Assim que fechei as
janelas, deitei-me para dormi um pouco, acabei dormindo muitas horas. Acordei
ás seis e disse a minha mãe que iria sair com Jus ás oito.
- Que maravilha! Disse ela. Quer um brigadeiro? Acabei de
fazer.
- Quero.
Comi o brigadeiro e
subi para meu quarto, tomei um banho e vesti o vestido azul que tinha comprado
com a Sophia ontem no shopping, coloquei um salto. Eu só tenho 1,53 de altura,
sou bem baixinha para minha idade, e odeio isso. Já eram oito horas quando minha
mãe entrou em meu quarto.
- Filha o Justin está lá fora te esperando no carro.
- Já estou indo mãe.
Desci para a sala e
abri a porta, o Justin estava em um carro belíssimo, um preto. Ele abriu a
porta para mim e assim entrei.
- Que carro bonito!
- Meu pai quem me deu, ele me disse que era para eu sempre
que quisesse ir vê-lo podia ir em meu carro.
Sorri, saímos e ele
me levou até um restaurante que tinha inaugurado na cidade.
- Que lugar bonito não é mesmo?
- É bem romântico.
Ele sorriu para mim e
pedimos a comida. Enquanto esperávamos, ele me disse que tinha noticias de
Jaxon, o irmão dele.
- Quais? Perguntei.
- Jaxon está sendo procurado por o chefe da quadrilha,
parece que não pagou uma dívida, uma coisa assim.

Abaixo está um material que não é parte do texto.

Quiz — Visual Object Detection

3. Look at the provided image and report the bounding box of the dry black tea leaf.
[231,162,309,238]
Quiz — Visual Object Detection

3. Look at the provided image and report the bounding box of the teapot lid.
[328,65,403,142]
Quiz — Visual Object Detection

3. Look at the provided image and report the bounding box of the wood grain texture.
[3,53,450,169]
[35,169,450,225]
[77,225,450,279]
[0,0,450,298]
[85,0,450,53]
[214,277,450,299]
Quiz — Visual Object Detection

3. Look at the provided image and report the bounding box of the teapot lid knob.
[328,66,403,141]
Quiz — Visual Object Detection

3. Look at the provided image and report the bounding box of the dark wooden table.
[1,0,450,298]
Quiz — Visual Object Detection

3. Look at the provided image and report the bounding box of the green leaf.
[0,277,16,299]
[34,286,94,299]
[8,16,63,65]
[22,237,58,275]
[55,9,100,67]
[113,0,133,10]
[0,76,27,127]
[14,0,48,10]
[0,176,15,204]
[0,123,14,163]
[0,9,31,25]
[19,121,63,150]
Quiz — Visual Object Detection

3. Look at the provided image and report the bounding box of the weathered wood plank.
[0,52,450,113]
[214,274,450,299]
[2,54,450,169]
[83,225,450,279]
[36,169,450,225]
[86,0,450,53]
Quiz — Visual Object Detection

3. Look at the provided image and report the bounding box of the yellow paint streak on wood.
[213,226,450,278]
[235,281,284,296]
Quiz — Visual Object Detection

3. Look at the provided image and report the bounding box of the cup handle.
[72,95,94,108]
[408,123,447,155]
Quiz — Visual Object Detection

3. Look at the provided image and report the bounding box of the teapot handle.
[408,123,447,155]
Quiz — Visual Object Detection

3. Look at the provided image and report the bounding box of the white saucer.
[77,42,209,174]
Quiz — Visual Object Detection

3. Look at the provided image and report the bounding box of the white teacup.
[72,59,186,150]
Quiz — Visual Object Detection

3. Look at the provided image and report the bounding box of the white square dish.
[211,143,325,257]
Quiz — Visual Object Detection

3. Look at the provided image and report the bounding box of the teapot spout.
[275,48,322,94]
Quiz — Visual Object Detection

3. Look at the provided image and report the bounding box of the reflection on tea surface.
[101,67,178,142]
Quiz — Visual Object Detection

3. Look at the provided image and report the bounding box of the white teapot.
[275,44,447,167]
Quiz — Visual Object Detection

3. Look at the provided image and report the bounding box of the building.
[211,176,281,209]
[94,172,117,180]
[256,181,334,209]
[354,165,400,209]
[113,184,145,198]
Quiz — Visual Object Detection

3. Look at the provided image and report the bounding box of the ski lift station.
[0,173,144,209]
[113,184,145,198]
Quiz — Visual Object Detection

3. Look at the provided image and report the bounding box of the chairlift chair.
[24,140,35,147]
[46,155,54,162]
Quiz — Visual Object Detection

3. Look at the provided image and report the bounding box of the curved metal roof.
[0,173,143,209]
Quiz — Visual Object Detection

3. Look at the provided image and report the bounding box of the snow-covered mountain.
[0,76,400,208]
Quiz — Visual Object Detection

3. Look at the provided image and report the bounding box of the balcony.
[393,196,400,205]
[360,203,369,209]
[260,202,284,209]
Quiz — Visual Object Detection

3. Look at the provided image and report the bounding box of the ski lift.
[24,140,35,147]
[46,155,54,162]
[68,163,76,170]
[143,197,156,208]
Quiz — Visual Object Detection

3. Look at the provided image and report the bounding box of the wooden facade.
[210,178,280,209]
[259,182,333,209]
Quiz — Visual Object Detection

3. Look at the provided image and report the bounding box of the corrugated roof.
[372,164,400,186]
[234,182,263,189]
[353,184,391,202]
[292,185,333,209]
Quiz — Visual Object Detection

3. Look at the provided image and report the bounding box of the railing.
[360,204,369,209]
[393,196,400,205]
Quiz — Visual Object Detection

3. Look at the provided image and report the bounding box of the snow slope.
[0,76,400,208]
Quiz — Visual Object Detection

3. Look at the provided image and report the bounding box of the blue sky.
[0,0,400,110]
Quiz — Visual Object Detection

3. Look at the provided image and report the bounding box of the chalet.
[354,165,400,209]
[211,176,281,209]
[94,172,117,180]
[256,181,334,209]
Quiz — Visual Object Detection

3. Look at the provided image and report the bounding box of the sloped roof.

- Já vi muito sobre isso em jornais, no final, ou ele paga
ou matam ele.
- Eu sei, queria muito que essa não fosse à verdade sobre
ele, mais infelizmente é.
A comida avia
chegado, comemos e em seguida ele pagou. Ficamos ali uns vinte minutos,
entramos no carro e ele me levou á um parque que tinha no centro da cidade, Era
belo.
- Vamos à montanha-russa? Perguntou ele.
- Vamos! Falei sorrindo.
Ele comprou os
ingressos e assim entramos. A montanha-russa estava só subindo, assim que
chegou ao topo segurei forte a mão dele, passou alguns segundos até que ela
desceu. Estava muito nervosa, ele parecia calmo mais também gritou. Afinal, o
grito fazia parte da emoção.
- Quer ir à roda gigante agora? Perguntou ele.
- Sim!
Entramos no parque e
logo ele começou a girar, era o parque mais calmo que tinha ali eu acho, Não
durou muito até que acabou. Ele olhou para mim com um sorriso cafajeste e
perguntou:
- Vamos tomar sorvete?
- Vamos.
Ele comprou dois sorvetes e assim sentamos em um banco.